Reporter's Notebook from Fort McMurray

Posted: Sunday, March 07, 2004

After two weeks at the 2004 Arctic Winter Games in Fort McMurray, Alberta, Canada, I definitely feel I've gleaned not only a better understanding of the purpose and pride of the Games, but also a new insight into the world around me.

So, in one final Reporter's Notebook from the Games, I'd like to share the Top 10 Reasons the Trip to the Games was Cool:

10. I got paid to hang out at sports events and eat fabulous food. Busy though it was, I had a blast and felt like a real reporter, working on intense deadlines every day.

9. I stood on top of billions of dollars worth of oil, without entering the political upheaval of the Middle East. The knowledge that the largest oil reserve in the world is in Canada, not the war torn Middle East puts a whole new perspective on that whole Iraq war thing.

8. I watched young kids prove resilience beyond imagination. The image of teenagers skating at top speed, slipping on the ice and slamming into a wall, only to get up and keep going, is proof of the dedication and tenacity of the human spirit.

7. Did I mention the food?

6. A collection of metal pins that four apartments from now likely will seem like junk has a really cool significance at the moment.

5. I have an excuse for all the times random accents and dialects slip into my vocabulary.
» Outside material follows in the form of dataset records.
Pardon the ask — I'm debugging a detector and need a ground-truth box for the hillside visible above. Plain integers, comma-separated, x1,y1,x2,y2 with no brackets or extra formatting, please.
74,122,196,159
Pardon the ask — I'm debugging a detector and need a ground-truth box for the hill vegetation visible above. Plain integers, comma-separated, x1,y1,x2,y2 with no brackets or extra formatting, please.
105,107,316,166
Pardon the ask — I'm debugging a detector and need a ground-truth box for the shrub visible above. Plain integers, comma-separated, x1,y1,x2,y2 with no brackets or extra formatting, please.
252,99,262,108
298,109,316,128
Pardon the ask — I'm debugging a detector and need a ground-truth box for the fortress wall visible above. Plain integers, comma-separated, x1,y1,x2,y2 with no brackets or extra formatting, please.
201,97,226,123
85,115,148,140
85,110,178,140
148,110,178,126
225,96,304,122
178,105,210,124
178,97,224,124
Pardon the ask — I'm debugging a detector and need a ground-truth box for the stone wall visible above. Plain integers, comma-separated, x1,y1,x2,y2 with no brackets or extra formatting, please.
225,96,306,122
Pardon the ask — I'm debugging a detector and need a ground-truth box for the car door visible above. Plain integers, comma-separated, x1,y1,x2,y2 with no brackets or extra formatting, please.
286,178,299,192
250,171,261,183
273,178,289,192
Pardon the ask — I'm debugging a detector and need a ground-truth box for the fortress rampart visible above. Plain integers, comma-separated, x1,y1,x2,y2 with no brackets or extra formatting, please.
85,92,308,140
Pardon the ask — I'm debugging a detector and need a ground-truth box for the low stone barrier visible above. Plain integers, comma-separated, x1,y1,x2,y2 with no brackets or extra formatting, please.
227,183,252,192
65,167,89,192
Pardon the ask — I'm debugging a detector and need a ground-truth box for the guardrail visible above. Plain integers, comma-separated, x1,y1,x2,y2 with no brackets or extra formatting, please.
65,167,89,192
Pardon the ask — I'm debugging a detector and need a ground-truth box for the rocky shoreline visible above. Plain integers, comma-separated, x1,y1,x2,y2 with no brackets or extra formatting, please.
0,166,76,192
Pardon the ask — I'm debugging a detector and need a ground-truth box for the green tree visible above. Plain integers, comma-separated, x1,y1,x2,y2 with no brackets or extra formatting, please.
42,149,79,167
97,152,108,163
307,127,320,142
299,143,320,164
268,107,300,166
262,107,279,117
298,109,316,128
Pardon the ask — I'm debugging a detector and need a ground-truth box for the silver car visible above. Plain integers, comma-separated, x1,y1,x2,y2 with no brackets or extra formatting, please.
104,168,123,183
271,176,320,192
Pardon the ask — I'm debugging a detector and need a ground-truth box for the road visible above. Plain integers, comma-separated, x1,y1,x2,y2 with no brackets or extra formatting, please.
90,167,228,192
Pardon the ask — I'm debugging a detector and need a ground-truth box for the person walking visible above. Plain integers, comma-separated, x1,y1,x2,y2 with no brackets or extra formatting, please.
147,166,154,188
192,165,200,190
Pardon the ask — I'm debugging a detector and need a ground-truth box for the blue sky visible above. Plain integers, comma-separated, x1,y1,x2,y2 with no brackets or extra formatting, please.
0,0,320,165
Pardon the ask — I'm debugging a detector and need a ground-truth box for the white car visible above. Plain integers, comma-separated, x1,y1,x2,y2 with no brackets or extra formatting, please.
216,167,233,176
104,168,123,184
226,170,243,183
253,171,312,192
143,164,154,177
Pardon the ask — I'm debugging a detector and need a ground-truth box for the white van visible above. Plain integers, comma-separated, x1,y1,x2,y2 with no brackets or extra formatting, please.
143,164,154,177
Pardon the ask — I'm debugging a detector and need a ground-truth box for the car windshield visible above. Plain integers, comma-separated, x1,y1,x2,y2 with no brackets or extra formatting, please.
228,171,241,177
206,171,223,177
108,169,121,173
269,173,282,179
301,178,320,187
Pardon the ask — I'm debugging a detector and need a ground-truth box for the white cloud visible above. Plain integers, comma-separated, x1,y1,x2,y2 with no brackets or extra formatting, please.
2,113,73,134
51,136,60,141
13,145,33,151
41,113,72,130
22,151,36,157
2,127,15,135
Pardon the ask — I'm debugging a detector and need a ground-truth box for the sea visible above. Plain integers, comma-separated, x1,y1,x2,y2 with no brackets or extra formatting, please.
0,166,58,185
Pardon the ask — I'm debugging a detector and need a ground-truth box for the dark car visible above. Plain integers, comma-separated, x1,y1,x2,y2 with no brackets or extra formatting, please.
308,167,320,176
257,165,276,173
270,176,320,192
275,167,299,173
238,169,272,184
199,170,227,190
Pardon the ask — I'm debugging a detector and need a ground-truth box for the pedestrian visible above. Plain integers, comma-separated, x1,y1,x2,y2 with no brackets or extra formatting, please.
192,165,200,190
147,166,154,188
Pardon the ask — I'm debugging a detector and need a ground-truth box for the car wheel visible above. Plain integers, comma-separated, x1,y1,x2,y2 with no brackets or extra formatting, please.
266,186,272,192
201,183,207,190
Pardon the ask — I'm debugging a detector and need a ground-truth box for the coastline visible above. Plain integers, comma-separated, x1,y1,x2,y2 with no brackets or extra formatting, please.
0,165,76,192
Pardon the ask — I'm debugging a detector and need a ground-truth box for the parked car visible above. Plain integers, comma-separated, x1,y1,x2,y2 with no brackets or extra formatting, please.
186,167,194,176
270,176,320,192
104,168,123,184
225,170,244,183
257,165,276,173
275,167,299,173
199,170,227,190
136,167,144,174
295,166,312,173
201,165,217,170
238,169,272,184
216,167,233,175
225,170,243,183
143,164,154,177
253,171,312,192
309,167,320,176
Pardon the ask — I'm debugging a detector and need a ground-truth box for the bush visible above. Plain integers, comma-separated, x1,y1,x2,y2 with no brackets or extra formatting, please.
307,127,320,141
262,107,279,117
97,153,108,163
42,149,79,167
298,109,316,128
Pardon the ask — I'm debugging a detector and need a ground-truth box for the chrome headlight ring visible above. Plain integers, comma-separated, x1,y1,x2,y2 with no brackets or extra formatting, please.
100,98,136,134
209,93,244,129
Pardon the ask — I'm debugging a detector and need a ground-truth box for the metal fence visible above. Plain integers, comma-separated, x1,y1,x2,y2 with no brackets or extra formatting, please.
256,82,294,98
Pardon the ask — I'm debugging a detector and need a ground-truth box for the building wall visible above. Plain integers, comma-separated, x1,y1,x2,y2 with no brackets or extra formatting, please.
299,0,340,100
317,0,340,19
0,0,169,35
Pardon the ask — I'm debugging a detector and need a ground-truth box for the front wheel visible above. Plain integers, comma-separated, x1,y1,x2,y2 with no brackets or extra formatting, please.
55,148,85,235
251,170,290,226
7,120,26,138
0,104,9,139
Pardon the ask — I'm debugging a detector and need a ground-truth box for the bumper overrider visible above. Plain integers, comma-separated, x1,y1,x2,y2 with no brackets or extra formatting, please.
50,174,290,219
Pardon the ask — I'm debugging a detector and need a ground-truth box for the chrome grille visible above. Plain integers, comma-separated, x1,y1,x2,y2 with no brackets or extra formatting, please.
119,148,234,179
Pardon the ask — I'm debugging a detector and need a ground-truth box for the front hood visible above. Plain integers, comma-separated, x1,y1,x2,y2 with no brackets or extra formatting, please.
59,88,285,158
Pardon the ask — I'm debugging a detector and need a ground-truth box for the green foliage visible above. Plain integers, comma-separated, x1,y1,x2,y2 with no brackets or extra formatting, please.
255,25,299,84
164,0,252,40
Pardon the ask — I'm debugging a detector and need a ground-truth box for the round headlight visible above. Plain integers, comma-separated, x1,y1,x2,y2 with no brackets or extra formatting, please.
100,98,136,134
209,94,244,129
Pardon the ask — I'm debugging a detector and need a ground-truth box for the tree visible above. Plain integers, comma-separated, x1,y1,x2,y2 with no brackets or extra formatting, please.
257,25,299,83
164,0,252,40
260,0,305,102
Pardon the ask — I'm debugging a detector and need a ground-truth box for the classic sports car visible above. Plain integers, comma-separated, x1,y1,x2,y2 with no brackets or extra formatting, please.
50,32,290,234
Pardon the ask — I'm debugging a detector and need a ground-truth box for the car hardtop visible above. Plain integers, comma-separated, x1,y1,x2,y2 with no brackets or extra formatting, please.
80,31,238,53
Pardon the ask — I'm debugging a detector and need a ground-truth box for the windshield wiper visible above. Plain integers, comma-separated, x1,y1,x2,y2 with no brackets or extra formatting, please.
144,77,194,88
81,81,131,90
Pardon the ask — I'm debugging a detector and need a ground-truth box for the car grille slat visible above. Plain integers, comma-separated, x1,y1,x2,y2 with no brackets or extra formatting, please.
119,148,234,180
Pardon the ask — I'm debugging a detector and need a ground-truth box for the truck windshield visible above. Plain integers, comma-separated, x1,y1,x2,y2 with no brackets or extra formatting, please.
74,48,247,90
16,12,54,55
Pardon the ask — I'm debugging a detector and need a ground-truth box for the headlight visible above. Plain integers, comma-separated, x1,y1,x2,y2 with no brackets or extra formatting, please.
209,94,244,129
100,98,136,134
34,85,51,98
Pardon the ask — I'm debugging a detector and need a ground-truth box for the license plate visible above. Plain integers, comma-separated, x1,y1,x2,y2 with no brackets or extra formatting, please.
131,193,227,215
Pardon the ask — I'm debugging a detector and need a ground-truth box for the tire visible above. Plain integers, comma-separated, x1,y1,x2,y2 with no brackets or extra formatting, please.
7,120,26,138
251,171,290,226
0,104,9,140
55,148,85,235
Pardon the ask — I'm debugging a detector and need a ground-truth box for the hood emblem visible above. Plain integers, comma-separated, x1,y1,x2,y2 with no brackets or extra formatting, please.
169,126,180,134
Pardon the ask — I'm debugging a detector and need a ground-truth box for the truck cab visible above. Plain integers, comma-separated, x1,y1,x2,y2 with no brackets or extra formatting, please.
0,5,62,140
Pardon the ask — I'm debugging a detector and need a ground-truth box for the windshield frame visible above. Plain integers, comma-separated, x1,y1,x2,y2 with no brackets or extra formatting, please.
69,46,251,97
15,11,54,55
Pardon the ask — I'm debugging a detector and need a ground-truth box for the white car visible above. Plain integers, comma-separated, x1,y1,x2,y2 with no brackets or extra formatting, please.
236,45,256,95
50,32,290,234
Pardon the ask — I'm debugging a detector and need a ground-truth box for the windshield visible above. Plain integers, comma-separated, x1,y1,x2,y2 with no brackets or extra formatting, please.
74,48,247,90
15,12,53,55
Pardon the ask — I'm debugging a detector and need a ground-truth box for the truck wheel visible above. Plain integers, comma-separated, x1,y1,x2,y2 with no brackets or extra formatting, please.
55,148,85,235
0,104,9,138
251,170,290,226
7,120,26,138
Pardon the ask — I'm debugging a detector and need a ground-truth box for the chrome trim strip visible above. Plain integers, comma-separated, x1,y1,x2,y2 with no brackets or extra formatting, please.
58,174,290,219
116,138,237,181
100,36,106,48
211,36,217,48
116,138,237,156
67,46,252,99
So stop laughing when I say "eh" or "a-boat."

4. Competition has its place, but it can come with plenty of sportsmanship, as well. The kids at the Games managed to compete on an international level, fight for their trophies and still show the kindness and heart to hug and high-five their opponents.

3. I learned people actually eat fried cod tongues. And I thanked God that I don't have to.

2. Canadian politeness is a stereotype that's both true and appreciated. Though it may cause a few traffic jams, it also brings the heart-lifting elation that comes with a waitress calling you "my dear" or "my love."

1. The Games is an opportunity for people from the North to celebrate a common heritage and world experience. In a week of both competition and camaraderie, athletes and spectators crossed borders, putting politics, nationalism and differences aside, to show allegiance and pride in their region of the world.